In the criminal justice system, unfortunately we also know that this often fails survivors of domestic abuse. Our research in 2019 found that for the majority of women surveyed, the criminal justice system did not provide adequate justice or increase their feelings of safety. Sadly, most of the women interviewed said they would not, or were unsure if they would, go through the process again, including in cases where a conviction was obtained against their partner. There is a need to redesign the court process, without prejudicing the rights of the accused to a fair hearing, to minimise delays and adjournments and put at its centre the victim's safety and recovery.

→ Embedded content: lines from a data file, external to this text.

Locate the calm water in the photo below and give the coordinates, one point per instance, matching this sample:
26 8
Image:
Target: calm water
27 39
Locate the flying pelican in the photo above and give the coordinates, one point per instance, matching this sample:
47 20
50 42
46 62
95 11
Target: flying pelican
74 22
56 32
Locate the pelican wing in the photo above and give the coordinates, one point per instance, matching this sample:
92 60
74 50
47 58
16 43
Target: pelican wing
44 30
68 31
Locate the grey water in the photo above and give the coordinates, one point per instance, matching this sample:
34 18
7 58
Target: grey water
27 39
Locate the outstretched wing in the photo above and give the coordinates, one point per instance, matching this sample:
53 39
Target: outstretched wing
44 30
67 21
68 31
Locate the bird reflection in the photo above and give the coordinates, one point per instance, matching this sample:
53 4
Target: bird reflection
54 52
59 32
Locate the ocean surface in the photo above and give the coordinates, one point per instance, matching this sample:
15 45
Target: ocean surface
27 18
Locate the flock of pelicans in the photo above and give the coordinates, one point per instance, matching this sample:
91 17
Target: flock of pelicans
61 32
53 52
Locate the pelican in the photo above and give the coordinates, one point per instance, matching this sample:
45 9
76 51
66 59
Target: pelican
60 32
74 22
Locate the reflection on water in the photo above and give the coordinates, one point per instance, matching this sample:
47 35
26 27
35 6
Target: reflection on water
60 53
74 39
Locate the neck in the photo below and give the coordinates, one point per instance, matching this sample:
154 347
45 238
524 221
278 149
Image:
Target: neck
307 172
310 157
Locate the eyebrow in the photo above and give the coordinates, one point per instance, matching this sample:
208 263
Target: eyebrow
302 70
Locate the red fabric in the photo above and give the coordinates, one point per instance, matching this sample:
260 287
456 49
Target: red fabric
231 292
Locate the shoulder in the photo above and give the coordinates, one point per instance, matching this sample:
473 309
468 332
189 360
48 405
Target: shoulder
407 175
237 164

A review of how the criminal justice system responds to victims of domestic abuse is long overdue. It should account for the need for improved data systems that could give visibility on sentencing levels where the perpetrator is a current or former partner. The work by the Department of Justice in Supporting a Victim's Journey presents a very promising model for victim-centred reform that will also benefit victims of domestic violence and abuse who have suffered sexual abuse by a partner. It must ensure the specific dynamics and broader relationships and stakes that may be in play where the perpetrator is a current or former partner of the victim are accounted for in all criminal cases.
Women’s Aid also supports the establishment of a victims' or survivors' commissioner as an independent advocate and voice for victims and survivors.
On recommendation 40, Women’s Aid welcomes this recommendation, and we are pleased to note that it has been included in the third national strategy on domestic, sexual and gender-based violence, DSGBV, with commitments to develop strategic accommodation solutions in conjunction with the recommendations from the Tusla review of emergency accommodation. Additional to overall bed spaces, however, one of the reasons refuges are full, is because there is not enough movement on accommodation. There are challenges with accessing local authority housing and a housing crisis that makes finding a home in the Irish market extremely difficult. We need to do more than build refuges and give victims of domestic violence and abuse the option of remaining safely in their own homes with specialist support. We need to make clear the link between domestic violence and homelessness and to include a medium- and long-term accommodation action specifically for victims of domestic violence and abuse in the national Housing for All strategy.
I will finish by touching very briefly on recommendation 24 which, while not being in the gender-based violence strategy category, is extremely relevant. Domestic abuse and stalking are not confined to the real world but increasingly also happen in the virtual world. Women and girls disproportionately experience severe kinds of cyber-harassment, including cyber-stalking, online sexual harassment and image-based sexual abuse. While image-based sexual abuse has been made illegal in the Harassment, Harmful Communications and Related Offences Act there is still no efficient way to have image-based sexual abuse content removed from the Internet quickly. It is essential that this content is removed quickly before it can go viral and therefore this removal has to happen independently of any criminal proceedings. Women’s Aid has been calling for swift take-down orders, particularly for image-based sexual abuse, as opposed to the protracted mechanisms that are currently proposed to be included in the Online Safety and Media Regulation Bill. We believe this is necessary as a tool to combat the devastating consequences of this form of gender-based violence.